I resti custoditi nella tomba del Pantheon a Roma appartengono a Raffaello Sanzio. La conferma viene dalla prima ricostruzione facciale in 3D fatta a partire da un calco dei resti del pittore, ad opera dell’università Tor Vergata di Roma, che è stata confrontata con gli autoritratti conosciuti dell’artista.
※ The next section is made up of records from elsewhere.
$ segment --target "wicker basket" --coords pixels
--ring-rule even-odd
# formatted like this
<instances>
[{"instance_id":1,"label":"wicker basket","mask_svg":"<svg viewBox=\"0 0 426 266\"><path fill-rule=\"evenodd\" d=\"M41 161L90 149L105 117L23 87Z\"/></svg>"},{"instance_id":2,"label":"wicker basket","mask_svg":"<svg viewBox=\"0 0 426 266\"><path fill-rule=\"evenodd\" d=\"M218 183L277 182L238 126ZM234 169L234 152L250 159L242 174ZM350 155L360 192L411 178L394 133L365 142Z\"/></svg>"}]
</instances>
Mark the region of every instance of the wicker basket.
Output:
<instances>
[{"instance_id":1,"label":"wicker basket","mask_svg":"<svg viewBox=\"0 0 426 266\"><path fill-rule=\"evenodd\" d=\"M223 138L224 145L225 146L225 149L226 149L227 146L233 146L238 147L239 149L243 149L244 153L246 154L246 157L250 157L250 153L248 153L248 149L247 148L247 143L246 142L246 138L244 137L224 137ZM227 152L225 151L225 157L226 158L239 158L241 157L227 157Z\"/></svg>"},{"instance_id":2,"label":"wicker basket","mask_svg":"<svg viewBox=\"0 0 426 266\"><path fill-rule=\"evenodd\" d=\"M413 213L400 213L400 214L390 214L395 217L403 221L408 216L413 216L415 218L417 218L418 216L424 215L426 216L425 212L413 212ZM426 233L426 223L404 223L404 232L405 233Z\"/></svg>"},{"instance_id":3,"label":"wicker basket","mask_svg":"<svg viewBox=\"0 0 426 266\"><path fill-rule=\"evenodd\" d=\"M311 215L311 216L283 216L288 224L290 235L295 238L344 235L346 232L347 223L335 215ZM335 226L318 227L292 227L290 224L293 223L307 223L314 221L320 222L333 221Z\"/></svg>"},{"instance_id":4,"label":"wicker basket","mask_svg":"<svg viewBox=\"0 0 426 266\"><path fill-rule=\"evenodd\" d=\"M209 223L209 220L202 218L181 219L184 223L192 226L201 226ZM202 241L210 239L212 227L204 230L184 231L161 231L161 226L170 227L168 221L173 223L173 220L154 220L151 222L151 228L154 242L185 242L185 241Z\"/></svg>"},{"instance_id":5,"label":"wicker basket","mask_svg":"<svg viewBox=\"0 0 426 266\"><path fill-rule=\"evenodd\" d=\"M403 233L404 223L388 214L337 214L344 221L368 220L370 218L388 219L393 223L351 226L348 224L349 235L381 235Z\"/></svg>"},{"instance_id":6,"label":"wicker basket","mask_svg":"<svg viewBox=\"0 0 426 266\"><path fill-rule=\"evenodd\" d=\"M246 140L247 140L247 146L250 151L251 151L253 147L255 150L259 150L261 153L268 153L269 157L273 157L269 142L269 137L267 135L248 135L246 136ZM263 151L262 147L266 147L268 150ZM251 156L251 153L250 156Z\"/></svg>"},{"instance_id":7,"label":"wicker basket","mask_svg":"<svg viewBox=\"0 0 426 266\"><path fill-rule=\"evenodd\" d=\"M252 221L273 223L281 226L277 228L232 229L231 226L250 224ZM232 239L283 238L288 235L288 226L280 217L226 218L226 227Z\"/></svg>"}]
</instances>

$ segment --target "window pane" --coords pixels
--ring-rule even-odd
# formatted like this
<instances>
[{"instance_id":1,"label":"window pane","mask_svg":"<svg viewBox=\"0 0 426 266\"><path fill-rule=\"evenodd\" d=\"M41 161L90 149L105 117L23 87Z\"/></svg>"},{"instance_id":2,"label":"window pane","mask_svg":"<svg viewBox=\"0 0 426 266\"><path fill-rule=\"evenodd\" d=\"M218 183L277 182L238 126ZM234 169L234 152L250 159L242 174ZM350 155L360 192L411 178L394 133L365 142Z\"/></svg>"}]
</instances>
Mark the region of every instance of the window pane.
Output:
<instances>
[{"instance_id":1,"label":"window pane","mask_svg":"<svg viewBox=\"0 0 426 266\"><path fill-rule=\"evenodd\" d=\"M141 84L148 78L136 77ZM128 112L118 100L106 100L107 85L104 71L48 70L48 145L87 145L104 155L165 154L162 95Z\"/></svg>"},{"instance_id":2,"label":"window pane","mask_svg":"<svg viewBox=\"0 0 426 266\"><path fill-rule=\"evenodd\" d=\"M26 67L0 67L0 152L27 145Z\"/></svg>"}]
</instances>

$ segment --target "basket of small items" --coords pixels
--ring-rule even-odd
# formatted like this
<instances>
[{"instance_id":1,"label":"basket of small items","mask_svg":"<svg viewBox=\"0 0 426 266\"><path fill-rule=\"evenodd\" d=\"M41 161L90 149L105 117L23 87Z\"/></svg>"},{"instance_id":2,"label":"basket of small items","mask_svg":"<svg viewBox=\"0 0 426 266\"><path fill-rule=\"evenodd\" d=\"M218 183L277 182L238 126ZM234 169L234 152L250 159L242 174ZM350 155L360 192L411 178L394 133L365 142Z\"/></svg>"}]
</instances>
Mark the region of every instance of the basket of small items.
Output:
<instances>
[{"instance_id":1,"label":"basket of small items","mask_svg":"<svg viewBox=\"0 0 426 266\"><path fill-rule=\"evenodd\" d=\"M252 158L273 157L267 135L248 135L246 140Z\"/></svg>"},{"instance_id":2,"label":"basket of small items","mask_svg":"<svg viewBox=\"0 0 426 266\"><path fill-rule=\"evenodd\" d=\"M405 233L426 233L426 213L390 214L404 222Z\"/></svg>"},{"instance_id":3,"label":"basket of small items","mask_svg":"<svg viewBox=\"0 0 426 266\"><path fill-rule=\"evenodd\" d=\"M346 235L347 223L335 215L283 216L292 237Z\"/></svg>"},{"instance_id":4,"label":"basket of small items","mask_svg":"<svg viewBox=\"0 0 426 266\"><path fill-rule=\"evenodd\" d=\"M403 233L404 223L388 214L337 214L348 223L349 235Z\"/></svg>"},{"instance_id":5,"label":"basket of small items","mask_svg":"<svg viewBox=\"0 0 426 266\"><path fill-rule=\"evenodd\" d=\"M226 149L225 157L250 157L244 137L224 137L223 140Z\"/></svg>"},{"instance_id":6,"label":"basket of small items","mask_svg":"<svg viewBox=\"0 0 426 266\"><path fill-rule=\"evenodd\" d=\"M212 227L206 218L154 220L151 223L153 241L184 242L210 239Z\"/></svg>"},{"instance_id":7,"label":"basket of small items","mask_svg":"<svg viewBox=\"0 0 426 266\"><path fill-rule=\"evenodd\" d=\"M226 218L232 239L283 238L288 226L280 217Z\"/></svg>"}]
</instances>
Lo studio, annunciano gli stessi scienziati, sarà prossimamente sottoposto per la pubblicazione alla rivista Nature. “Questa ricerca – dice Olga Rickards, una delle principlali esperte mondiali di antropologia molecolare – fornisce per la prima volta una prova concreta che lo scheletro riesumato nel Pantheon nel 1833 appartiene a Raffaello”.
La ricerca è stata condotta in collaborazione con la Fondazione Vigamus e l’Accademia Raffaello di Urbino. “Finora – spiega Mattia Falconi, associato di Biologia molecolare a Tor Vergata – nonostante l’accuratezza delle indagini svolte in quell’anno (1833) dall’anatomista Antonio Trasmondo, principale artefice dell’ultima riesumazione di Raffaello, eseguita con i metodi non risolutivi del tempo ma all’avanguardia per l’epoca, non vi era certezza che i resti ritrovati e conservati nel Pantheon fossero realmente quelli del Sanzio”.
Per fugare i dubbi è stato utilizzato un calco in gesso del cranio di Raffaello prodotto dal formatore Camillo Torrenti nel 1833 in occasione della riesumazione dell’artista. Inizialmente è stato determinato il profilo biologico dell’individuo in esame. La ricostruzione è stata eseguita manualmente al computer.
Infine, la ricostruzione è stata confrontata con gli autoritratti di Raffaello e con dipinti di altri autori al fine di valutare la possibilità che il pittore fosse il soggetto rappresentato. “L’analisi morfologica e metrica del calco – spiega Falconi – ci ha permesso di stabilire che il cranio, mostrando caratteristiche fisiche compatibili con l’aspetto del personaggio, poteva appartenere a Raffaello Sanzio, giustificando in questo modo una eventuale fase di ricostruzione 3D del volto. I risultati finali ottenuti sono coerenti e completamente sovrapponibili con il profilo del grande Urbinate che ci è stato trasmesso da prove storiche e dalle sue opere artistiche”.